I once travelled to Brazil with a group of Americans. Our trip corresponded with an international soccer match between the USA and Brazil. If you’re a soccer fan you’ll know that Brazil has one of the strongest legacies of soccer greatness in the world. If you’re an American you’re probably aware that there aren’t many sports at which we think we ought not to be the best–except, say, badminton. Apparently, we’re willing to leave that to the Chinese.
It just so happened that our group took a trip to a mall in Brasilia…while the big match was happening. A friend and I became separated from the group. Shortly thereafter we heard, to our horror, chants of “USA! USA! USA!” Yes, our new friends had taken it upon themselves to show their national pride in the mall where a group of Brazilians were watching game.

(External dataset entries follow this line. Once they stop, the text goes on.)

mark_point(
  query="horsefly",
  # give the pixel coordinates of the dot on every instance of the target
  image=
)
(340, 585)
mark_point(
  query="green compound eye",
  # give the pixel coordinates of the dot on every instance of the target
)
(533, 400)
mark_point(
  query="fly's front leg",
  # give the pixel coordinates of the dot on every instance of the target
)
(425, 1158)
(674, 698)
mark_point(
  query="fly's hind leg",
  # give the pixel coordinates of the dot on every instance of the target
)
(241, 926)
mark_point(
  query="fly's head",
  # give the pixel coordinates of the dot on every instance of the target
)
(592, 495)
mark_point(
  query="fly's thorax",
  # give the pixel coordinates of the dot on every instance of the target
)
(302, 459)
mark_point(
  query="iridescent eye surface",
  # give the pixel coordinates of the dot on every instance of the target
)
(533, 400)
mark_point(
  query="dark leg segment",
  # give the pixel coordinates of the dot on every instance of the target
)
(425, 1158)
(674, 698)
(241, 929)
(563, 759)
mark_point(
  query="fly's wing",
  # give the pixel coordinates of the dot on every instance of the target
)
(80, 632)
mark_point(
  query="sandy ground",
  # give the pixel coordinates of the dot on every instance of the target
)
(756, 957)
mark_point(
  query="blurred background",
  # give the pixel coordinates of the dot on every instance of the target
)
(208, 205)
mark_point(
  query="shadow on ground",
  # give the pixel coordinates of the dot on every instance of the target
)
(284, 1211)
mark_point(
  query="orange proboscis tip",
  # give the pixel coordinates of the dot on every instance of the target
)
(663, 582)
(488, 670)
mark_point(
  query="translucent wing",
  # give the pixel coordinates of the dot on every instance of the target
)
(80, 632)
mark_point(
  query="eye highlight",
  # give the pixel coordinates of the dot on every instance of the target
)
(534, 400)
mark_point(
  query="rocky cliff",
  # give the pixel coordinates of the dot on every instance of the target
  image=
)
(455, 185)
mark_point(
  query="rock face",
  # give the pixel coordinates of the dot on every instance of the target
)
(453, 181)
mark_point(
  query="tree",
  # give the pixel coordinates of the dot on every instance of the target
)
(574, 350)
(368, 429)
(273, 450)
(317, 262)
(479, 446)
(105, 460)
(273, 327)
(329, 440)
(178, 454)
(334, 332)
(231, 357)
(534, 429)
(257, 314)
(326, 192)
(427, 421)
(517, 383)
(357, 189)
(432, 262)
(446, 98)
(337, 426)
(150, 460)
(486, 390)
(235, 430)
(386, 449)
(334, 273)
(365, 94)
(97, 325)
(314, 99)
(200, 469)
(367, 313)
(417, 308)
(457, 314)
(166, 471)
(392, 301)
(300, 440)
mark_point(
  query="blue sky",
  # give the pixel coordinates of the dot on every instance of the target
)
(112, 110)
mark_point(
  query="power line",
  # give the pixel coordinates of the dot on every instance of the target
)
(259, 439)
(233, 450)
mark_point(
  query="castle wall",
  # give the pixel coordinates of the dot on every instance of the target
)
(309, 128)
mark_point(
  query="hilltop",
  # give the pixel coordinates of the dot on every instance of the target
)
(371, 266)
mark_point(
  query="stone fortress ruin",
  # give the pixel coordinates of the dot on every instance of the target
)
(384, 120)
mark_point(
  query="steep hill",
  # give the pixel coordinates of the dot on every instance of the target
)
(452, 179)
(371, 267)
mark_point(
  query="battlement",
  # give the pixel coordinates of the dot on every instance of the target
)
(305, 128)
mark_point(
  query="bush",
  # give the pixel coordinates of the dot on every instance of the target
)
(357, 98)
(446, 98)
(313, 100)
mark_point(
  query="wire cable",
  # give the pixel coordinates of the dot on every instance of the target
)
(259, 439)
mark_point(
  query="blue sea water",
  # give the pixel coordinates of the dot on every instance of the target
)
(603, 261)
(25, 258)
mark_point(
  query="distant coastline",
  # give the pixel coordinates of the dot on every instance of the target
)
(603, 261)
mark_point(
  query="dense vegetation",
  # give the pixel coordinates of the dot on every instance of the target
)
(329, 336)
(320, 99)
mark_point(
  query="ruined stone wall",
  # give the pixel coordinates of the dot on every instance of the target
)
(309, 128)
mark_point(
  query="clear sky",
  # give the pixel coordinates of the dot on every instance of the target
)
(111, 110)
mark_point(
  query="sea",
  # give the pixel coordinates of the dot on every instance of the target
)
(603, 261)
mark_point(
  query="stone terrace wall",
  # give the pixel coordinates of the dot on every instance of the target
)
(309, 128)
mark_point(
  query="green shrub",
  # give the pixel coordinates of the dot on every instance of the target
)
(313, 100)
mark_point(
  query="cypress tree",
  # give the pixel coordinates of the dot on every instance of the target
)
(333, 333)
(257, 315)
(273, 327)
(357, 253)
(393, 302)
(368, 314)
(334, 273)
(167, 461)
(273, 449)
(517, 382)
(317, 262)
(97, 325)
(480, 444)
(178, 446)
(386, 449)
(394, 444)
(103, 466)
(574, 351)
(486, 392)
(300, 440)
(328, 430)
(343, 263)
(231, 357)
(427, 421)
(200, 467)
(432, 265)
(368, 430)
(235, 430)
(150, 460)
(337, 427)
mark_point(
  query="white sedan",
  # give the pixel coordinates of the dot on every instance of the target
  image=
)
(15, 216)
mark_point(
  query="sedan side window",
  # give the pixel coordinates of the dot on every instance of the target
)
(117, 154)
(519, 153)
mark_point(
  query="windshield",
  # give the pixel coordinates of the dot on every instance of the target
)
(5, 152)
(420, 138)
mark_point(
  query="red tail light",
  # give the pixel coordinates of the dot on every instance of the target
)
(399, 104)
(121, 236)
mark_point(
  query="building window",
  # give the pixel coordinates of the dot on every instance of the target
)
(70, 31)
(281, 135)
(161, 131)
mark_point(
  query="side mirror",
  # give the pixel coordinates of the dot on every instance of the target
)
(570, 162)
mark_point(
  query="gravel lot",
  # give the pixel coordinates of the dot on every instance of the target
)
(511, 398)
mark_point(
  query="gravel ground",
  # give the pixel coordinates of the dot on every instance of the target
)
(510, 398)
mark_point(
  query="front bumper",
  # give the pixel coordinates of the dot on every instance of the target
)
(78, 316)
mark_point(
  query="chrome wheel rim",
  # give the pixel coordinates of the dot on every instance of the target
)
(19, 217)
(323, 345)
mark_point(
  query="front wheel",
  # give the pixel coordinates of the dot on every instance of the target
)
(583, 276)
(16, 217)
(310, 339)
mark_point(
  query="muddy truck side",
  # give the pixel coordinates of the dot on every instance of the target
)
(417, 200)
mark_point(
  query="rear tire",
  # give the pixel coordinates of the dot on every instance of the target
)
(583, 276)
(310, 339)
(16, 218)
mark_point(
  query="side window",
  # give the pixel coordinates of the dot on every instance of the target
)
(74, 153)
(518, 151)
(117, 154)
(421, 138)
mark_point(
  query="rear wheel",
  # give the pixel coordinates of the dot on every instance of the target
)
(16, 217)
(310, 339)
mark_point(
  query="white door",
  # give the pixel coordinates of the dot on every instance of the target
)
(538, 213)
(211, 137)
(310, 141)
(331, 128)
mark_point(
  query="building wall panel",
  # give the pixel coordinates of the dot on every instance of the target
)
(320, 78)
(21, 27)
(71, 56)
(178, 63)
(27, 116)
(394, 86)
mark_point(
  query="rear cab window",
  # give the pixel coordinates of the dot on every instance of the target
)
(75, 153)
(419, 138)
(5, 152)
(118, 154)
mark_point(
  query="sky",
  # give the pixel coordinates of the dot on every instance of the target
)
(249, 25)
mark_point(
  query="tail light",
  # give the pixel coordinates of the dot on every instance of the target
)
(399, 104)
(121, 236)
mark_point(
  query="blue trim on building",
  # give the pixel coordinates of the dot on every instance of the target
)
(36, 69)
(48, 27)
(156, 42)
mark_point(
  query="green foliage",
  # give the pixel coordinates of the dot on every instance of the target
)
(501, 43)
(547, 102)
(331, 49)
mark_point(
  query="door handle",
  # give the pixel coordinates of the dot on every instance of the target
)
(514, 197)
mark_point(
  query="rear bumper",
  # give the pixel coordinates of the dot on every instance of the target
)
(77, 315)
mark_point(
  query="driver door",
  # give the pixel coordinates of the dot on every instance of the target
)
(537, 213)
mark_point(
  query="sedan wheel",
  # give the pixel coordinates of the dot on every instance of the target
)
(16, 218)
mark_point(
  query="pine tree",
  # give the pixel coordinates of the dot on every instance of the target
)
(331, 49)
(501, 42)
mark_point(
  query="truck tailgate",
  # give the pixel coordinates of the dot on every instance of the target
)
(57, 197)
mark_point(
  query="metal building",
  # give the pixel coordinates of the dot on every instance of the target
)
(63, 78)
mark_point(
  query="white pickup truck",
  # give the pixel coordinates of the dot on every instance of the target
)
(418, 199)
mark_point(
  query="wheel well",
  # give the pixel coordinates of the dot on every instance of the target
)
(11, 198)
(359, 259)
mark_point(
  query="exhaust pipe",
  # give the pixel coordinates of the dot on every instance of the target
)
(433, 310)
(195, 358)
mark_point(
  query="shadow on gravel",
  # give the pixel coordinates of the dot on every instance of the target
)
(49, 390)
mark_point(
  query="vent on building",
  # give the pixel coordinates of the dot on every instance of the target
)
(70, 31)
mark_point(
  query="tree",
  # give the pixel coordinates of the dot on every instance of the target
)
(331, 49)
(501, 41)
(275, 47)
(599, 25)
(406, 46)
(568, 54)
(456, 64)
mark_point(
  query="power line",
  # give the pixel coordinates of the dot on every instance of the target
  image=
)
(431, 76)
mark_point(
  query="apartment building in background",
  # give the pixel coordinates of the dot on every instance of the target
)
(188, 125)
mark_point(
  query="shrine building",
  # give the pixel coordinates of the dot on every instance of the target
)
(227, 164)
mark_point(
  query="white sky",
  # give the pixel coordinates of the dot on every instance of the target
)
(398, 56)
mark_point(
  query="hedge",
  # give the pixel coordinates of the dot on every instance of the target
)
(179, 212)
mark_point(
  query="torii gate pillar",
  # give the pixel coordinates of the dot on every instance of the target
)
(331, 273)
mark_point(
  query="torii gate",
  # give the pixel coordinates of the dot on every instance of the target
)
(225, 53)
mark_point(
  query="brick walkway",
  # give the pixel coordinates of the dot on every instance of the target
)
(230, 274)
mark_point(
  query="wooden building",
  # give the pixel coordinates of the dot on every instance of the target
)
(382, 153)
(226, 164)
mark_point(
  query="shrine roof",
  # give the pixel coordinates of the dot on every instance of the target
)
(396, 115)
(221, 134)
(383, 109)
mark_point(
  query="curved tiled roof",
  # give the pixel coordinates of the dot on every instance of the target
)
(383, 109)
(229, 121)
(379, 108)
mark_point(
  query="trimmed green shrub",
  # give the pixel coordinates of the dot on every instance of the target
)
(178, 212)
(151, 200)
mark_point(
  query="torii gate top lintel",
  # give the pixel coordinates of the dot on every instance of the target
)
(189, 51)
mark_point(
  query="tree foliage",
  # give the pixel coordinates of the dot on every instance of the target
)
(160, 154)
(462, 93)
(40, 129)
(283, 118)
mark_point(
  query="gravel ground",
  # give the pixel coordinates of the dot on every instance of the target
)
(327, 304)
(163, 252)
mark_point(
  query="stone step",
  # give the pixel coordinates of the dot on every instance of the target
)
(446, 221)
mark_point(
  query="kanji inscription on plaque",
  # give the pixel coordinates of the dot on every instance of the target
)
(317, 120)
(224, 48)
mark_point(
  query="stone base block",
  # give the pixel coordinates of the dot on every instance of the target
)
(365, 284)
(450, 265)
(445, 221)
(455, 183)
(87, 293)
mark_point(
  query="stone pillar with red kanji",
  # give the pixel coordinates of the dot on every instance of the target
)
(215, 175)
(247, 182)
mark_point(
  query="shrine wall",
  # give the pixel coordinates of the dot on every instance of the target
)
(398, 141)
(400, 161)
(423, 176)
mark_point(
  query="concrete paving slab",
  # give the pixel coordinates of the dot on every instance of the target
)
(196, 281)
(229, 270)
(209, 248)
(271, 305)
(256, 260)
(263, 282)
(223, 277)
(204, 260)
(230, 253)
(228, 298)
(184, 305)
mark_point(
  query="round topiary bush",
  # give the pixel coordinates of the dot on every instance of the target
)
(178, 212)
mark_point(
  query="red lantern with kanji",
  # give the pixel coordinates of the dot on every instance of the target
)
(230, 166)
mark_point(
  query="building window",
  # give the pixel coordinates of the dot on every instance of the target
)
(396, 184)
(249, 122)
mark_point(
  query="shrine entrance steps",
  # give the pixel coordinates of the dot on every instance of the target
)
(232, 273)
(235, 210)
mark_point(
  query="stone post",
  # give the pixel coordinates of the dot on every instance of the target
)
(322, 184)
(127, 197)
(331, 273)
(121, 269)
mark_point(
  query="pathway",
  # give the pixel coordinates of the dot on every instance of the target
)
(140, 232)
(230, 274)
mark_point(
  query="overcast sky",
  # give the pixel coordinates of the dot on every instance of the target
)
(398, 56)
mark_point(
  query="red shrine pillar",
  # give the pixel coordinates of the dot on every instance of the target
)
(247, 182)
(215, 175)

Now, I’m American, but I’m also English and spent the first fourteen formative years of my life in English society. In England, the only people who chant nationalist chants in public at or around soccer matches are hooligans–shaved head-sporting, Carlsberg-swilling, Union Jack-wearing thugs. It seems not only obnoxious, but also somehow disrespectful to attempt to seize control of public space in another country in order to vocalize your desire for the triumph of your national team. If you want to chant, if you want to celebrate, do it quietly or better, inwardly. “Supporting Chick-fil-A” by eating their food en masse and posting photos of packed restaurants feels like the equivalent of shouting down the opposition, as does gay couples kissing publicly in Chick-fil-A dining rooms.
This is what I find to be problematic about the Chick-fil-Activism (on both side) that has gotten so much press of late. The country is close to evenly split on this issue–there is no consensus.
It’s important for followers of Christ to realize that we are living in a post-Christendom society. In other words, the received vies of Orthodox Christian communities are no longer the central narratives of the society. They have been usurped by others and the kingdom narrative of Scripture is no longer the dominant story being told in our culture.This reality changes the way we communicate, or it ought to.
The Good News of the Gospel has not changed. God has not changed. The context in which a timeless Gospel and an unchanging God are proclaimed, has.
Sitting in a bar on State Street in Madison (WI) watching the World Cup, it would be perfectly appropriate to chant “USA! USA! USA!” I’ve done it–joined in as part of the dominant narrative in support of a common view. However, as evangelical Christians we’re not on State Street anymore. We’re in a foreign society and, as a result, a little more tact is in order. Or, to borrow the words of Scripture, “gentleness and respect.”